Les auteurs du rapport relèvent que le choix de l’ouverture aux marchés internationaux devrait pousser le Royaume à améliorer toute une série de composantes. Il s’agit de renforcer les capacités productives du pays et son attractivité pour l’investissement interne et externe. Cela est tributaire de la diversification et la montée en gamme de la chaîne productive. Cette dernière doit s’appuyer sur l’innovation, le progrès technologique et l’amélioration du climat des affaires avec en tête l’efficacité de la justice.

L’autre défi est d’orienter la production vers des secteurs à forte valeur ajoutée, soit à fort contenu technologique ou créatif.
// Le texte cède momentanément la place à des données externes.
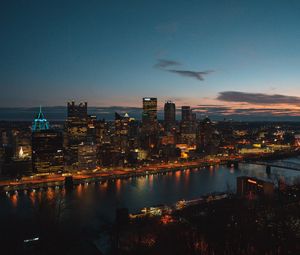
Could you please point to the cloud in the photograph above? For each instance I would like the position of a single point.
(164, 63)
(257, 98)
(199, 75)
(168, 28)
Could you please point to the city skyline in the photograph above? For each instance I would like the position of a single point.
(234, 58)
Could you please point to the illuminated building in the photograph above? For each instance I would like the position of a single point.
(149, 116)
(208, 139)
(253, 186)
(149, 139)
(187, 126)
(121, 137)
(40, 122)
(169, 115)
(186, 113)
(87, 156)
(47, 148)
(76, 130)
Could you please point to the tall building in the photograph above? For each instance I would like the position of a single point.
(186, 113)
(47, 147)
(149, 111)
(169, 115)
(76, 130)
(149, 123)
(40, 122)
(87, 156)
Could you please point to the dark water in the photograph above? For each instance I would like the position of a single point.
(91, 203)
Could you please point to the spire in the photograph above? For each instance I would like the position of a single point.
(40, 123)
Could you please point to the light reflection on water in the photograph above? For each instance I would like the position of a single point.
(89, 201)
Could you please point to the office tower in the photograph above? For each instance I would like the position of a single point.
(186, 113)
(187, 126)
(40, 122)
(208, 139)
(169, 115)
(149, 134)
(76, 130)
(149, 116)
(87, 156)
(47, 147)
(91, 128)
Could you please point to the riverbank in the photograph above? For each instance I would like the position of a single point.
(38, 182)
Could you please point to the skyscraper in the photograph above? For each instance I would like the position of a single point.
(149, 123)
(40, 122)
(76, 130)
(149, 111)
(169, 115)
(47, 147)
(186, 113)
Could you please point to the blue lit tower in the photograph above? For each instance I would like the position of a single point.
(47, 147)
(40, 122)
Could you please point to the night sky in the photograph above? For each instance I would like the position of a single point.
(221, 57)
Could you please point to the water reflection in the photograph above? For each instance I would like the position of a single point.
(92, 200)
(14, 200)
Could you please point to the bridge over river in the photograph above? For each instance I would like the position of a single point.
(288, 165)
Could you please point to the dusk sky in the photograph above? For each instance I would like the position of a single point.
(240, 57)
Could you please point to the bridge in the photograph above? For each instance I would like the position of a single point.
(289, 165)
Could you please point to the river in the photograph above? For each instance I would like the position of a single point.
(92, 204)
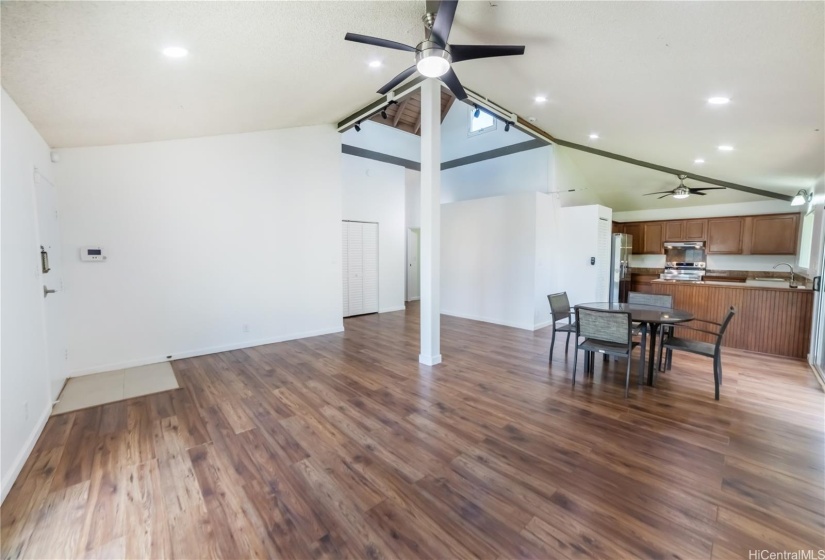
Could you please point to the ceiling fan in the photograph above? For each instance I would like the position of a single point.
(434, 56)
(683, 192)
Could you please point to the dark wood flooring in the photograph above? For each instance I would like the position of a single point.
(343, 446)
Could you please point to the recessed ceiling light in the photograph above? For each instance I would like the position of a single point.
(175, 52)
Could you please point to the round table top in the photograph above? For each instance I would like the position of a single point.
(644, 313)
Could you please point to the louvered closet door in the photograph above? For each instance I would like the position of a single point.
(360, 268)
(355, 278)
(369, 255)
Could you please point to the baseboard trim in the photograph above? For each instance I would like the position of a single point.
(524, 326)
(429, 360)
(391, 309)
(204, 351)
(22, 457)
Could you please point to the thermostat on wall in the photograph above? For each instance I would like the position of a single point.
(92, 254)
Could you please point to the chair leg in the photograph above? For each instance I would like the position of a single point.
(627, 378)
(575, 360)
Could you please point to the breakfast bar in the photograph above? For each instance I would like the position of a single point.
(770, 320)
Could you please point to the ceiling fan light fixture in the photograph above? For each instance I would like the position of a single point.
(801, 198)
(431, 60)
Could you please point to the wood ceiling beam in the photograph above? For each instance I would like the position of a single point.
(536, 132)
(399, 109)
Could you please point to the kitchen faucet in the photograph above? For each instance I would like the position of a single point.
(792, 283)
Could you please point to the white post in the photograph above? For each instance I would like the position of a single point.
(430, 222)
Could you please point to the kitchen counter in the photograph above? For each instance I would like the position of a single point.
(748, 285)
(769, 319)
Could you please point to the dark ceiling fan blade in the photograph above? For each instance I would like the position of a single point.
(397, 80)
(375, 41)
(451, 81)
(470, 52)
(443, 22)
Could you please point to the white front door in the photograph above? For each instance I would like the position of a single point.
(51, 276)
(413, 268)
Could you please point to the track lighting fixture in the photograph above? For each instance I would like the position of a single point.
(384, 110)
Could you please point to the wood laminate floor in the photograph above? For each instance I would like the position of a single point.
(343, 446)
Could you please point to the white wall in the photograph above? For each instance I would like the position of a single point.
(579, 243)
(488, 255)
(374, 191)
(24, 374)
(203, 236)
(520, 172)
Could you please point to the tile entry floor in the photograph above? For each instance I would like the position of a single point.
(111, 386)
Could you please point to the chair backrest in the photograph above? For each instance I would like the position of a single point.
(660, 300)
(607, 326)
(725, 321)
(559, 305)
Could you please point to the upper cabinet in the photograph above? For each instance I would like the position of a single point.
(775, 234)
(726, 236)
(653, 234)
(772, 234)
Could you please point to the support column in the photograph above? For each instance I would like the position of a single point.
(430, 222)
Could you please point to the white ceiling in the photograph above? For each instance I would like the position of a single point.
(638, 73)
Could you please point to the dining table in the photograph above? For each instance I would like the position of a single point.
(651, 317)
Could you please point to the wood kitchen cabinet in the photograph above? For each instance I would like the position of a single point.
(774, 234)
(726, 236)
(653, 234)
(696, 230)
(675, 230)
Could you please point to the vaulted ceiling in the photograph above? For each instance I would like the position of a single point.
(636, 73)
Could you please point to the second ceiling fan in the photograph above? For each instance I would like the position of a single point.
(434, 56)
(683, 191)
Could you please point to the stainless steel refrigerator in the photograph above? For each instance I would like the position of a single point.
(621, 249)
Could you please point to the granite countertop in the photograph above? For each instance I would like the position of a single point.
(749, 285)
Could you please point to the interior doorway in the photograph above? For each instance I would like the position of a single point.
(51, 276)
(413, 266)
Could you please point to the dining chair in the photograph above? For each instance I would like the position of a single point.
(659, 300)
(708, 349)
(560, 310)
(607, 332)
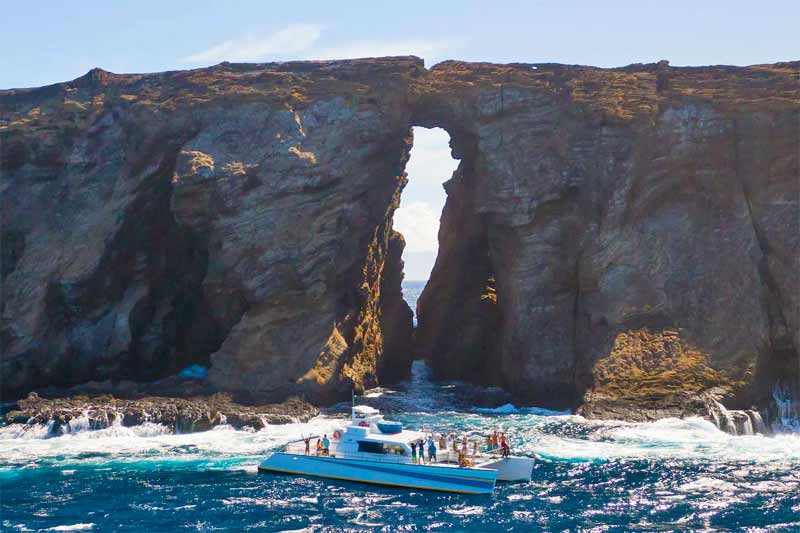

C’est le seul moyen d’accélérer la transition vers une économie du savoir et de l’innovation tout en restant capable de s’adapter aux mutations mondiales.
La diversification et la montée en gamme permettent de relever le défi de la compétitivité. Cela passe par la mise en place d’une politique fiscale claire, équitable et incitative,  favorable à un accompagnement efficient du développement des filières économiques. S’ajoute le renforcement de la confiance par la lutte contre la corruption et les différentes formes de clientélisme, de privilège, de rente et de spéculation.